Rustle up a lamb curry and back British farming

We all love a good curry and new figures have revealed that more of us than ever before are using lamb as the main ingredient.

For the 52 weeks ending March 1 2015, there was an increase of nearly 22 per cent in the number of people eating lamb curry, according to Kantar Worldpanel/AHDB.

As we enter peak season for British lamb, there is an ample supply of fresh, tender and delicious new season, quality lamb now available, and NFU livestock board chairman Charles Sercombe , a sheep farmer from Leicestershire, said if you’re rustling up a lamb curry, ordering a takeaway or eating out, ask for British lamb.

“Although UK lamb supplies are set to be particularly strong throughout 2015 the markets are continuing to be volatile with new season lamb prices 60p/kg lower than the level seen in 2014,” said Mr Sercombe.

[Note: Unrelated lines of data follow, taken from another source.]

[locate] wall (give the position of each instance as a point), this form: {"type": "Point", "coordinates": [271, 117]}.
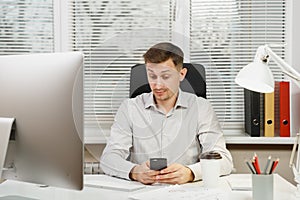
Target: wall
{"type": "Point", "coordinates": [240, 153]}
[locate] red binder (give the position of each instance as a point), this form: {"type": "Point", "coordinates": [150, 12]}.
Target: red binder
{"type": "Point", "coordinates": [284, 108]}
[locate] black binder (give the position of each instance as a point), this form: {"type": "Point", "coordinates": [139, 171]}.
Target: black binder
{"type": "Point", "coordinates": [252, 112]}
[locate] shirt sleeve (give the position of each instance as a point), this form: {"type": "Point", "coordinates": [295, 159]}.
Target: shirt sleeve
{"type": "Point", "coordinates": [210, 137]}
{"type": "Point", "coordinates": [114, 157]}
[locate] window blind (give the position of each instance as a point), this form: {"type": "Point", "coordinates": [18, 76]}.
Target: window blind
{"type": "Point", "coordinates": [26, 26]}
{"type": "Point", "coordinates": [113, 36]}
{"type": "Point", "coordinates": [224, 37]}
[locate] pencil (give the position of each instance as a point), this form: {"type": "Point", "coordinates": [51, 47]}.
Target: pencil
{"type": "Point", "coordinates": [250, 167]}
{"type": "Point", "coordinates": [267, 165]}
{"type": "Point", "coordinates": [274, 165]}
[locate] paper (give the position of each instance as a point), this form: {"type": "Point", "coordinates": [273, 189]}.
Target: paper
{"type": "Point", "coordinates": [179, 192]}
{"type": "Point", "coordinates": [107, 182]}
{"type": "Point", "coordinates": [241, 182]}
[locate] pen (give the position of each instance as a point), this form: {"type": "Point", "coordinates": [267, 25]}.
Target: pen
{"type": "Point", "coordinates": [267, 165]}
{"type": "Point", "coordinates": [250, 167]}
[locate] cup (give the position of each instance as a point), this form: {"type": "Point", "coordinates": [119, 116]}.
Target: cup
{"type": "Point", "coordinates": [262, 186]}
{"type": "Point", "coordinates": [210, 166]}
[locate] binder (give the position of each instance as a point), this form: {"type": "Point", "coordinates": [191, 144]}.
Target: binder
{"type": "Point", "coordinates": [284, 108]}
{"type": "Point", "coordinates": [252, 113]}
{"type": "Point", "coordinates": [269, 121]}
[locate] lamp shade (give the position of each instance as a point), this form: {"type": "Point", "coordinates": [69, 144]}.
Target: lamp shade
{"type": "Point", "coordinates": [257, 77]}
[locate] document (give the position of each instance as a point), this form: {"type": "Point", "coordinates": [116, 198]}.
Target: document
{"type": "Point", "coordinates": [180, 192]}
{"type": "Point", "coordinates": [111, 183]}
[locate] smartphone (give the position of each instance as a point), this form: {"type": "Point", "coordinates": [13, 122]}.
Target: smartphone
{"type": "Point", "coordinates": [158, 163]}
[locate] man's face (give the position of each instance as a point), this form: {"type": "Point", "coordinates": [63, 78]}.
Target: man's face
{"type": "Point", "coordinates": [164, 79]}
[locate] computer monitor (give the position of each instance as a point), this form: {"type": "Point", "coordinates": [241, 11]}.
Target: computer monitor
{"type": "Point", "coordinates": [44, 93]}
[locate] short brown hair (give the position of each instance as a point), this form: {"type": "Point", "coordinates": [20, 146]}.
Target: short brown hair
{"type": "Point", "coordinates": [161, 52]}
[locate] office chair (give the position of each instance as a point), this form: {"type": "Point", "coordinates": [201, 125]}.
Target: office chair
{"type": "Point", "coordinates": [194, 81]}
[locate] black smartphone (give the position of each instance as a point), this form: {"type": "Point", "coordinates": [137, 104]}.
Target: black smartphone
{"type": "Point", "coordinates": [158, 163]}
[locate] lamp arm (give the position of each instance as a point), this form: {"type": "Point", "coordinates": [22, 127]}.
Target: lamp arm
{"type": "Point", "coordinates": [286, 68]}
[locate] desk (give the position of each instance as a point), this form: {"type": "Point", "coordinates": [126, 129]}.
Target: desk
{"type": "Point", "coordinates": [283, 190]}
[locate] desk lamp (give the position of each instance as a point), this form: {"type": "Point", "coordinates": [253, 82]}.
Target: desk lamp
{"type": "Point", "coordinates": [258, 77]}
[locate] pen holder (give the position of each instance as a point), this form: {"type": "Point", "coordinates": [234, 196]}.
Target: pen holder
{"type": "Point", "coordinates": [262, 186]}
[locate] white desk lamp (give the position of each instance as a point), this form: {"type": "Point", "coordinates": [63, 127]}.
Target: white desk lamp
{"type": "Point", "coordinates": [257, 76]}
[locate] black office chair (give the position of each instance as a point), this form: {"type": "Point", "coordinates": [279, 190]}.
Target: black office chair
{"type": "Point", "coordinates": [194, 81]}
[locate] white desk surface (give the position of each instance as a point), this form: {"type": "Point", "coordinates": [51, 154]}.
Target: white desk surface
{"type": "Point", "coordinates": [283, 190]}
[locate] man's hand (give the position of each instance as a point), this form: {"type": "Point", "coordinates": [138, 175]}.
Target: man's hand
{"type": "Point", "coordinates": [143, 174]}
{"type": "Point", "coordinates": [175, 174]}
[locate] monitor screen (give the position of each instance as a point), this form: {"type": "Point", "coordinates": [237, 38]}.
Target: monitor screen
{"type": "Point", "coordinates": [44, 93]}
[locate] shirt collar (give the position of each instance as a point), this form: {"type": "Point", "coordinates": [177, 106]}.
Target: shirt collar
{"type": "Point", "coordinates": [181, 100]}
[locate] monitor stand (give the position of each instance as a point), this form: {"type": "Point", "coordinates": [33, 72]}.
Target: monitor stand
{"type": "Point", "coordinates": [6, 128]}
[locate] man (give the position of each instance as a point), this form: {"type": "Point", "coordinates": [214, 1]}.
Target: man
{"type": "Point", "coordinates": [165, 123]}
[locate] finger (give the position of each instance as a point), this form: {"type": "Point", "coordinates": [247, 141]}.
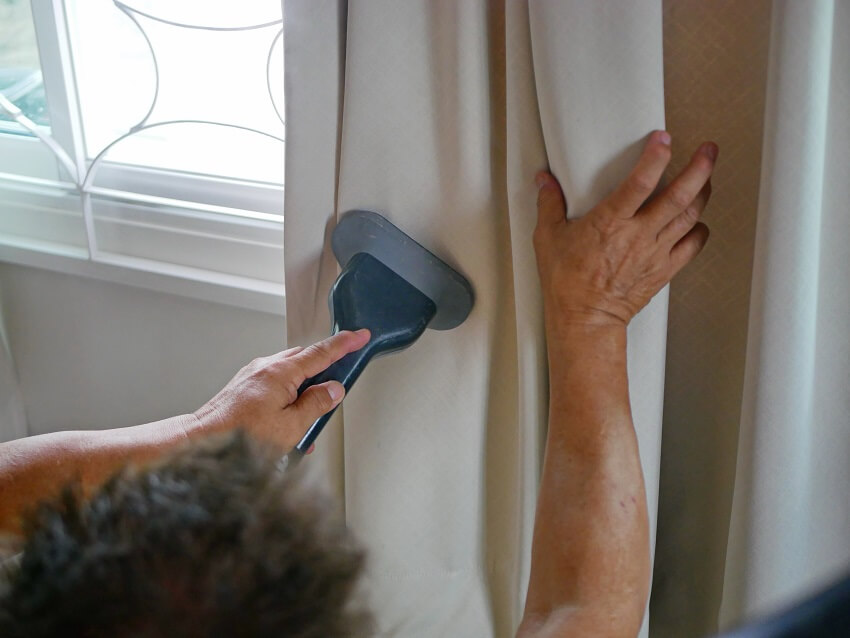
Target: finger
{"type": "Point", "coordinates": [685, 221]}
{"type": "Point", "coordinates": [688, 247]}
{"type": "Point", "coordinates": [314, 359]}
{"type": "Point", "coordinates": [551, 206]}
{"type": "Point", "coordinates": [679, 194]}
{"type": "Point", "coordinates": [641, 182]}
{"type": "Point", "coordinates": [316, 401]}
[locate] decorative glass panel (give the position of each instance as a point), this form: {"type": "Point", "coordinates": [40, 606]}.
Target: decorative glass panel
{"type": "Point", "coordinates": [193, 86]}
{"type": "Point", "coordinates": [20, 71]}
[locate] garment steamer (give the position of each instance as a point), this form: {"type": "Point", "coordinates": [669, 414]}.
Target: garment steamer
{"type": "Point", "coordinates": [391, 285]}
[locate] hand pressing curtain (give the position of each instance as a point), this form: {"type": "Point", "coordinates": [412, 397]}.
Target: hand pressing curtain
{"type": "Point", "coordinates": [438, 115]}
{"type": "Point", "coordinates": [758, 367]}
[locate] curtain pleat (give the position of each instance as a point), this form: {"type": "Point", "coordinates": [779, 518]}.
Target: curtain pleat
{"type": "Point", "coordinates": [790, 530]}
{"type": "Point", "coordinates": [440, 131]}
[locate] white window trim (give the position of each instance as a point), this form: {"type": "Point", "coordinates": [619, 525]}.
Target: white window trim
{"type": "Point", "coordinates": [225, 237]}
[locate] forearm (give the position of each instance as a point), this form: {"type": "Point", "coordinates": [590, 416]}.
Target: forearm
{"type": "Point", "coordinates": [590, 560]}
{"type": "Point", "coordinates": [37, 468]}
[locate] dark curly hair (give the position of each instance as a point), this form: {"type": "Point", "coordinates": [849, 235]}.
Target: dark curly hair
{"type": "Point", "coordinates": [215, 541]}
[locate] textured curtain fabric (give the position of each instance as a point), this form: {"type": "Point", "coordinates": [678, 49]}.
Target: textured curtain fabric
{"type": "Point", "coordinates": [790, 529]}
{"type": "Point", "coordinates": [438, 115]}
{"type": "Point", "coordinates": [757, 403]}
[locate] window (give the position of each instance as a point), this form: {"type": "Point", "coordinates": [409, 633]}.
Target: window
{"type": "Point", "coordinates": [142, 141]}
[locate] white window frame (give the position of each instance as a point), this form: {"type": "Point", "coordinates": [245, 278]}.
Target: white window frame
{"type": "Point", "coordinates": [199, 236]}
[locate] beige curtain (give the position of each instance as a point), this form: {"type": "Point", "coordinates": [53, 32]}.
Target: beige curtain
{"type": "Point", "coordinates": [438, 115]}
{"type": "Point", "coordinates": [755, 471]}
{"type": "Point", "coordinates": [13, 422]}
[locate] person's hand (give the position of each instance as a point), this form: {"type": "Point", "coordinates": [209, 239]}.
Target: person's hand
{"type": "Point", "coordinates": [603, 268]}
{"type": "Point", "coordinates": [263, 396]}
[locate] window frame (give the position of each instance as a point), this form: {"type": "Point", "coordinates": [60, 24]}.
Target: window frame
{"type": "Point", "coordinates": [199, 236]}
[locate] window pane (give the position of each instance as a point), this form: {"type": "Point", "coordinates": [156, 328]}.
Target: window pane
{"type": "Point", "coordinates": [20, 72]}
{"type": "Point", "coordinates": [139, 67]}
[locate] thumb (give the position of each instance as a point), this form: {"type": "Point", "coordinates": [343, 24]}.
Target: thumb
{"type": "Point", "coordinates": [318, 400]}
{"type": "Point", "coordinates": [551, 206]}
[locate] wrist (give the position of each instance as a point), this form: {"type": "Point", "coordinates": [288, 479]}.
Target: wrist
{"type": "Point", "coordinates": [575, 332]}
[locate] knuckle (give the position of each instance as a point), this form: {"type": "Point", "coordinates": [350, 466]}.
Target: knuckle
{"type": "Point", "coordinates": [641, 183]}
{"type": "Point", "coordinates": [678, 198]}
{"type": "Point", "coordinates": [604, 225]}
{"type": "Point", "coordinates": [538, 238]}
{"type": "Point", "coordinates": [690, 216]}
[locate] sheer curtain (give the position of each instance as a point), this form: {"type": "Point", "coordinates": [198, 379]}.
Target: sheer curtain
{"type": "Point", "coordinates": [438, 115]}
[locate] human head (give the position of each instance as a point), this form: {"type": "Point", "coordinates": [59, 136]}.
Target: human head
{"type": "Point", "coordinates": [214, 541]}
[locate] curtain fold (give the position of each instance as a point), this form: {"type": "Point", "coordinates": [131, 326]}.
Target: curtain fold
{"type": "Point", "coordinates": [439, 129]}
{"type": "Point", "coordinates": [13, 420]}
{"type": "Point", "coordinates": [790, 530]}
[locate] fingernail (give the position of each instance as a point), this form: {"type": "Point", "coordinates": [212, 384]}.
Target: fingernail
{"type": "Point", "coordinates": [336, 391]}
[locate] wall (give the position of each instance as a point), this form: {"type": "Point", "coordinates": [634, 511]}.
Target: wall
{"type": "Point", "coordinates": [92, 354]}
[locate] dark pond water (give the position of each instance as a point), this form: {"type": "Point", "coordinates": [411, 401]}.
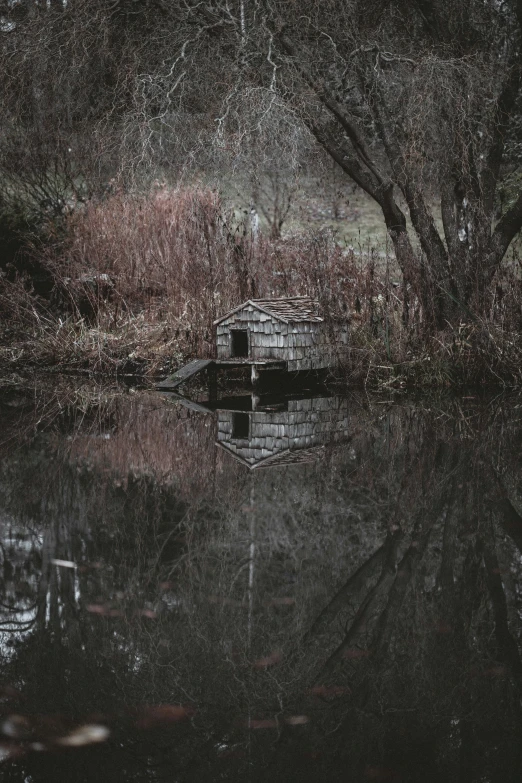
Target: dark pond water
{"type": "Point", "coordinates": [282, 589]}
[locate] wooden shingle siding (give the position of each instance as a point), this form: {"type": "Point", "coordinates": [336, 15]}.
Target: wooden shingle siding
{"type": "Point", "coordinates": [305, 343]}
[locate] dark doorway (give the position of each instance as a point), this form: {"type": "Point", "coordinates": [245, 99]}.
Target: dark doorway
{"type": "Point", "coordinates": [239, 343]}
{"type": "Point", "coordinates": [240, 426]}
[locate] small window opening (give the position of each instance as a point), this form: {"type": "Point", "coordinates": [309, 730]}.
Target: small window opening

“This is why it is so important that the food manufacturing sector and the public continues to back British farming and ensure it is Red Tractor assured British lamb that goes into their ready meals and shopping baskets. Choosing British lamb means supporting British farmers whose hard work helps to keep the British countryside the way we want it to look.

“And of course it just doesn’t have to be for a curry. Whether it’s a lamb shank, a leg of lamb, a rack or chops – British lamb is a very versatile meat – perfect to roast, stir-fry or barbecue.”